The University Board of Regents approved on Sept. 15 the building of a new dining center adjoining Mosher-Jordan Residence Hall, which would also service Stockwell, Alice Lloyd and Couzens residence halls on the Hill. In addition to the dining center, Mosher-Jordan will also undergo several internal renovations to replace outdated infrastructure and improve climate control. These initiatives are a good start, but the University needs to go further to make residential life better.
Overall, the new cafeteria will greatly improve the quality of residential dining. In addition to having a larger variety of foods to choose from during a single meal, students will be able to watch their food prepared in front of them. The cafeteria also brings with it the creation of several multipurpose areas. Old cafeterias will be converted into living and studying areas, and the new dining facility will include a second-floor emporium serving as a lounge/study area. The University has made a wise choice in creating these multipurpose areas and should expand on this idea. In recent years, the University has converted many floor lounges in residence halls into rooms to ameliorate the housing shortage caused by large incoming classes. This trend needs to be reversed, and more student-friendly areas should be created.
The additional construction required for this project should also be approached with sensitivity toward students. The Hill area has been perpetually under construction for the past several years. Students who are supposed to live in Mosher-Jordan will be moved to other areas for at least two years. These students, predominantly freshman, should be given help in adjusting to life under these conditions.

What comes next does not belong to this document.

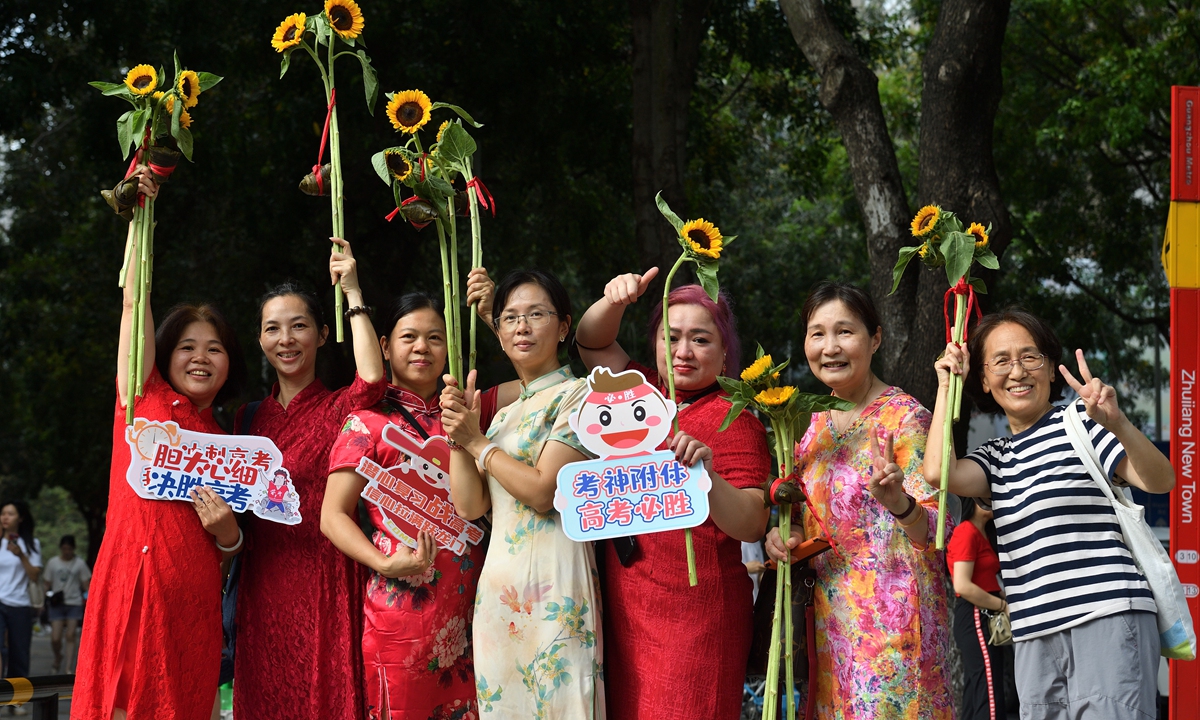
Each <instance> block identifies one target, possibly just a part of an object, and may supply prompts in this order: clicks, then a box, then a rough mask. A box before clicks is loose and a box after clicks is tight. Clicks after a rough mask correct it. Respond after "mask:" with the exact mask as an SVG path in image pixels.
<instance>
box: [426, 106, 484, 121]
mask: <svg viewBox="0 0 1200 720" xmlns="http://www.w3.org/2000/svg"><path fill="white" fill-rule="evenodd" d="M440 108H446V109H450V110H454V112H456V113H458V116H460V118H462V119H463V120H466V121H467V122H468V124H469V125H470V126H472V127H482V126H484V125H482V124H481V122H475V119H474V118H472V116H470V114H469V113H468V112H467V110H464V109H462V108H460V107H458V106H454V104H450V103H448V102H436V103H433V104H432V106H430V112H431V113H432V112H433V110H437V109H440Z"/></svg>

The new cafeteria will also be built close to Palmer Field, and the construction of the new dining facility should avoid any major disruptions. Updated and adequate facilities should not come at the expense of recreational space.
The administration should also apply its renovation plans for Mosher-Jordan to the rest of the University’s generally outdated residence halls. University dorms are old – the newest dorm, Bursley Residence Hall, was built almost 40 years ago. A concerted effort should be made to upgrade and modernize these older buildings – many dorm rooms don’t even have running water.
Along with renovating current dorms, more new dorms should be built. Finding housing in Ann Arbor should not be a problem for University students, and the University should be able to provide housing for all students who wish to live on campus. If a student wants to live in a residence hall for four years, he should be able to do so.
The new cafeteria project represents an encouraging step toward improving residential life, but it can’t be used as an excuse to avoid further progress.